Déclaration de Jacques Perreux, Vice-président du Conseil Général du Val-de-Marne
Le contrat de concession que le SEDIF a avec Veolia pour la distribution de l’eau dans les 144 communes qui composent ce syndicat, va arriver a expiration en 2010 ; c’est donc un enjeu qui est au cœur des prochaines élections municipales. C’est une question de démocratie et de transparence que chaque candidat dise s’il se prononce ou pas pour le renouvellement de ce contrat de concession.
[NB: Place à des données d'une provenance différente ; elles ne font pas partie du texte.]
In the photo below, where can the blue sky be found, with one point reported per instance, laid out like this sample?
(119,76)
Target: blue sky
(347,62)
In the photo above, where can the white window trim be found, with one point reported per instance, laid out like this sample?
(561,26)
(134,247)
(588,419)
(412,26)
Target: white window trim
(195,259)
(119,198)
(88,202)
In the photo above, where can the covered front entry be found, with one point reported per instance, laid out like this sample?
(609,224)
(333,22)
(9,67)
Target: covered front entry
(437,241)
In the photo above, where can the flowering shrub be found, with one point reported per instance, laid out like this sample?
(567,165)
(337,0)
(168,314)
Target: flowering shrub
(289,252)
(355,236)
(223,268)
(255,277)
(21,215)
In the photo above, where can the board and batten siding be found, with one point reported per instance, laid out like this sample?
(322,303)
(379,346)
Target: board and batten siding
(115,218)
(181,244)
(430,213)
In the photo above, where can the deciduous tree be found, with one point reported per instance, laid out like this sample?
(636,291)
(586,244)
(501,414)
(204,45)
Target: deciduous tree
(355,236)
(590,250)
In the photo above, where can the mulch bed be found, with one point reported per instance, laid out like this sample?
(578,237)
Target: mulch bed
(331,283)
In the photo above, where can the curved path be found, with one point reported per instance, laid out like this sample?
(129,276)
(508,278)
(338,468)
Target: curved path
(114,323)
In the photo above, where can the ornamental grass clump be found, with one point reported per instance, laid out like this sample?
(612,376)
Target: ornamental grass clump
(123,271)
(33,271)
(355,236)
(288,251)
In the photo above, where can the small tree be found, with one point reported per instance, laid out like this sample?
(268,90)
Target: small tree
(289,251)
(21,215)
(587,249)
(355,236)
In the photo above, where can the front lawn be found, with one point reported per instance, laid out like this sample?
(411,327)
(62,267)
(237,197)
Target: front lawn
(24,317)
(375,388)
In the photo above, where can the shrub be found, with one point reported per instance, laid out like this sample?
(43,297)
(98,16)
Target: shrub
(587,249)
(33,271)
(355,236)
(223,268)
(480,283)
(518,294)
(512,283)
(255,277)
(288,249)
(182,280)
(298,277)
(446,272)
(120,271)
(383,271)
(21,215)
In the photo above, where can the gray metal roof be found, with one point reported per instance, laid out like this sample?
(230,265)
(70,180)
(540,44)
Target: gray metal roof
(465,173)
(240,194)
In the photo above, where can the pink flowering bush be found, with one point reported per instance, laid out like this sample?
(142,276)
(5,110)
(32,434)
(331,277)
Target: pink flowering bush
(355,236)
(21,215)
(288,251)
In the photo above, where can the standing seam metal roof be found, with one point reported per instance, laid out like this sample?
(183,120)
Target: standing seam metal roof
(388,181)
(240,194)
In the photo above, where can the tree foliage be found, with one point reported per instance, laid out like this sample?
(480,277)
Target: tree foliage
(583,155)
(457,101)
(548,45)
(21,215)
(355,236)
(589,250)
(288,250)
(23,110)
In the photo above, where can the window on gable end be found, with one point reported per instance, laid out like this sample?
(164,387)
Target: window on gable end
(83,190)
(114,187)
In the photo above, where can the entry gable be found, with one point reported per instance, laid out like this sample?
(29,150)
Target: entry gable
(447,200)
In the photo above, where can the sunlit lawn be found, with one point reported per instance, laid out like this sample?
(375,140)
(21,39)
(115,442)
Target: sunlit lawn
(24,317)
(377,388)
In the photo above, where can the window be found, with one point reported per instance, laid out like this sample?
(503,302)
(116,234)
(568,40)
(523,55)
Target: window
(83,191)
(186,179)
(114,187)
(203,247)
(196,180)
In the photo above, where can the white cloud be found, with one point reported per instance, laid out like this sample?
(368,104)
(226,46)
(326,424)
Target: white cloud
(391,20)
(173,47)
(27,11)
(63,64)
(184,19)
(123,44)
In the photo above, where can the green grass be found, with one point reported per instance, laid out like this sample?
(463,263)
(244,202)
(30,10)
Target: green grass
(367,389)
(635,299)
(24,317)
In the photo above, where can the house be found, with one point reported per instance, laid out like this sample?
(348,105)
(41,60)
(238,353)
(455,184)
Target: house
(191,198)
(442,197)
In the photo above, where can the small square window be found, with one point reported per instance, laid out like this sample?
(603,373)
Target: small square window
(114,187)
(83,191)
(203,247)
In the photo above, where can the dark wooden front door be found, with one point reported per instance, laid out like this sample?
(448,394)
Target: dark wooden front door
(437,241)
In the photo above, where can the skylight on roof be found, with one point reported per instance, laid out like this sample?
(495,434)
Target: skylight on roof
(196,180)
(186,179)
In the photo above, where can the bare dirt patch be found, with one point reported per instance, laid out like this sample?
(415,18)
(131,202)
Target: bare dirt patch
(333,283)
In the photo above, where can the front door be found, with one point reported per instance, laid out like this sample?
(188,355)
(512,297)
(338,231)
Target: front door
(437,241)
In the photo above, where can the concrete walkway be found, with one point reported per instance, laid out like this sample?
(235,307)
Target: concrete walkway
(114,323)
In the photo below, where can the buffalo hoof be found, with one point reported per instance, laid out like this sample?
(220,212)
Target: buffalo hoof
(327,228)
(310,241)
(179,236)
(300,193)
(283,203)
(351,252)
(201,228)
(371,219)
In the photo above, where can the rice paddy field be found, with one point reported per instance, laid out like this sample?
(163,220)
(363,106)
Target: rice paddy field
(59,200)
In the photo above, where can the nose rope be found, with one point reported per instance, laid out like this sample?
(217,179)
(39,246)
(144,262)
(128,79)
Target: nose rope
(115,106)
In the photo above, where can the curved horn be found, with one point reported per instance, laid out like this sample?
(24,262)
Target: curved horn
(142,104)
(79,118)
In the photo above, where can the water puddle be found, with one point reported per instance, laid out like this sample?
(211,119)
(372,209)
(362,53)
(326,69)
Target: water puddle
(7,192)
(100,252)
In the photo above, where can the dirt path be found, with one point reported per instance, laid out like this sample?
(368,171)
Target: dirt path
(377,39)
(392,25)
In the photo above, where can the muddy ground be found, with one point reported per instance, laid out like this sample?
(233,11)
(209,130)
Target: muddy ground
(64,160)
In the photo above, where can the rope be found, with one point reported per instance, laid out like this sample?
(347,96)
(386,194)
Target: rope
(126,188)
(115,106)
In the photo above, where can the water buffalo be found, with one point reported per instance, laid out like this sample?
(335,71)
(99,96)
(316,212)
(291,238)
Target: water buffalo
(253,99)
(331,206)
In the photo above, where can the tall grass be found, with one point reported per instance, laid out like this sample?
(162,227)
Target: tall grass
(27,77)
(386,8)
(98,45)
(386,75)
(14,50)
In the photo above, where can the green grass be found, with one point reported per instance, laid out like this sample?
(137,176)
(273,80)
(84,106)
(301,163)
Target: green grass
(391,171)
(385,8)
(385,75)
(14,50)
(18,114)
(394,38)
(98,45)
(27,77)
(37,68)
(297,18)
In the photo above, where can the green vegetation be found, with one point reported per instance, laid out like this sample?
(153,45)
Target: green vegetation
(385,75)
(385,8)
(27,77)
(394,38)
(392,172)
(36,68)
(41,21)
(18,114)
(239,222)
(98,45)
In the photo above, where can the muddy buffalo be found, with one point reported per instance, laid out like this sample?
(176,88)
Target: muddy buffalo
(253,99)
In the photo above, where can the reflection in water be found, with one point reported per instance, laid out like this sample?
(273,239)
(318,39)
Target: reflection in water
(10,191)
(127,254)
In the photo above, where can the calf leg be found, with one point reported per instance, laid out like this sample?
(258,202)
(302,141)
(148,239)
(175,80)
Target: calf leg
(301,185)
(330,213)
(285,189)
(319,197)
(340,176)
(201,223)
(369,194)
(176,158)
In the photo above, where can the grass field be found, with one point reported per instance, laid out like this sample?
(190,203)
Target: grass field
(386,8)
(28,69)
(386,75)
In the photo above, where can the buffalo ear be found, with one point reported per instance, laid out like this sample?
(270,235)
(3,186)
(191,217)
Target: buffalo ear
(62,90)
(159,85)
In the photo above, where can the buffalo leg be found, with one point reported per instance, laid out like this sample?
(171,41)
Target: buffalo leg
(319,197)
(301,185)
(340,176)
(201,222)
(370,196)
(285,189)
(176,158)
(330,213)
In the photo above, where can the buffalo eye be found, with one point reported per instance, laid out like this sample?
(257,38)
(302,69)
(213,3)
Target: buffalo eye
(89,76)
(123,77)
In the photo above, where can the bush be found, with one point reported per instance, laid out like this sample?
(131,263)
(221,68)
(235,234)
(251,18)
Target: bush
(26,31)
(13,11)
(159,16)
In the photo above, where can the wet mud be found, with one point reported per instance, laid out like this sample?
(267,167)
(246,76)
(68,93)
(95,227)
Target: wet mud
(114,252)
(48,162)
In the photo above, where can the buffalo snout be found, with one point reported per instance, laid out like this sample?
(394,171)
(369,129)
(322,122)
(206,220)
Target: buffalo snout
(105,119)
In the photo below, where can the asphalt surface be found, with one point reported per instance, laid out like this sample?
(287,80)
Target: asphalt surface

De ce point de vu c’est encourageant qu’un certain nombre de Maires s’interrogent publiquement et parfois même prennent position clairement pour un retour en gestion directe.
Toutes les études et enquêtes et dernièrement encore celle de « Que choisir » –au delà de certains éléments controversés- témoignent que le prix de l’eau est nettement moins élevé en gestion publique qu’en gestion déléguée : 20, 30 et parfois même 40% de différence.
J’ai en mémoire cette remarque faite par la Cour des Comptes dans l’un de ses nombreux rapports publics diffusés sur ce sujet : « les collectivités n’ont pas toujours une connaissance suffisante des services dont elles conservent la responsabilité », ajoutant « qu’elles finissent par ne plus être en mesure d’éviter certaines dérives et notamment la progression injustifiée de certaines charges ».
De plus, d’autres arguments poussent à préférer la gestion publique :
une raison éthique. Comment admettre que sur un don de la nature, bien commun qui appartient à tous les êtres vivants de l’humanité, et donc à personne en particulier, certains puissent réaliser des profits fabuleux ?
un principe de précaution. L’eau est vitale. Sa fragilité et sa dégradation nous obligent à en prendre soin pour aujourd’hui et pour les générations futures. Il faut donc que tous les acteurs de l’eau n’aient pas d’autres intérêts et objectifs que de la protéger. Ce n’est pas faire injure aux actionnaires de penser que là n’est pas leur préoccupation première.
un principe de solidarité. Il y à tant de peuples dans le monde qui se battent –parfois durement- pour empêcher la privatisation de leur eau par les multinationales françaises que si nous voulons être solidaires de leur combat il nous faut donc ici, ne pas donner le contre exemple en leur confiant, chez nous, cette gestion de l’eau.
Et puis, je veux dire que mon expérience de Vice-Président d’un Conseil général, qui a fait le choix politique d’un service public pour l’assainissement, prouve que c’est cette gestion là qui permet le mieux l’éducation à l’eau, la prévention, la citoyenneté et les expérimentations innovantes.